The recipe I decided to prepare today has two names: lahm bi ajin (or lahm bi ajeen) in Lebanese dialect or sfiha in Arabic.
Lahm bi ajin is presented as small pizzas as illustrated in my recipe, whereas for sfiha, even if the recipe is the same, the result is closer to triangular pies where the crust on the edges is folded over.
These “Arabic pizzas” probably date back to the fifteenth century and would have appeared in the region of the Beqaa Valley in Eastern Lebanon close to the Syrian border, the capital of which is Baalbek. An Iraqi family named Haidar is at the origin of the recipe.
This specialty is typically served as a hot mezze (appetizer). The word mezze comes from the Arabic word maza, which is a variant of the verb tamazzaza which means “to taste in small bites”.

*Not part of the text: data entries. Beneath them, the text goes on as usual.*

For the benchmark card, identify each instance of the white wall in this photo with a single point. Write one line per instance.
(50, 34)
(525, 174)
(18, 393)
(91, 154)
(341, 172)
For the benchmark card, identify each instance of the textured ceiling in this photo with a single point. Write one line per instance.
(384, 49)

Even if it is more unusual, it is possible to find these lahm bi ajin in large format, folded in half and presented like a sandwich.
“To the hungry, bread bakes slowly”
This is another of my favorite Lebanese proverbs. And it is definitely the case for lahm bi ajin!
- 2 cups flour
- 1 tablespoon active dry yeast
- 1 teaspoon sugar
- ½ teaspoon salt
- 3 tablespoons vegetable oil
- ½ cup warm water
- 1 lb ground beef or lamb (or a mixture of both)
- 1 onion
- 3 cloves garlic
- ½ bunch parsley
- ½ bunch cilantro
- 2 tomatoes
- Hot chili pepper to taste
- 1 tablespoon paprika
- 1 tablespoon 4-spice blend (black pepper, clove, ginger, nutmeg)
- 4 oz. pine nuts
- 2 tablespoons olive oil
Prepare the dough by mixing the flour, sugar and yeast.
Pour warm water and mix without kneading for a minute.
Then add the vegetable oil and salt and knead for 5 minutes until the dough is smooth and does not stick to the edges of the container.
Cover and let rise for 45 minutes.
Chop the onion and garlic. Fry in hot olive oil until the onion becomes translucent.
Then incorporate paprika, 4-spice blend, chili pepper (optional) and stir for 2-3 minutes.
Finely chop the parsley and cilantro. Finely dice tomatoes.
Add the meat to the pan and mix well, then add the herbs and tomatoes. Add salt and pepper.
Simmer for about 15 minutes, stirring occasionally.
In a dry skillet, toast the pine nuts, stirring constantly.
Knead the dough for a minute, then divide it into fifteen equal balls.
Spread each ball of dough into thin circles with a rolling pin.
Place the dough circles on a baking sheet lined with parchment paper.
Divide filling among all mini pizzas.
Press lightly with the back of a fork to squeeze the topping so that it adheres to the dough.
Garnish with toasted pine nuts.
Bake for about 10-15 minutes in an oven preheated to 400 F.
Lahm bi ajin meat pies are ready when the crust on the edges is golden.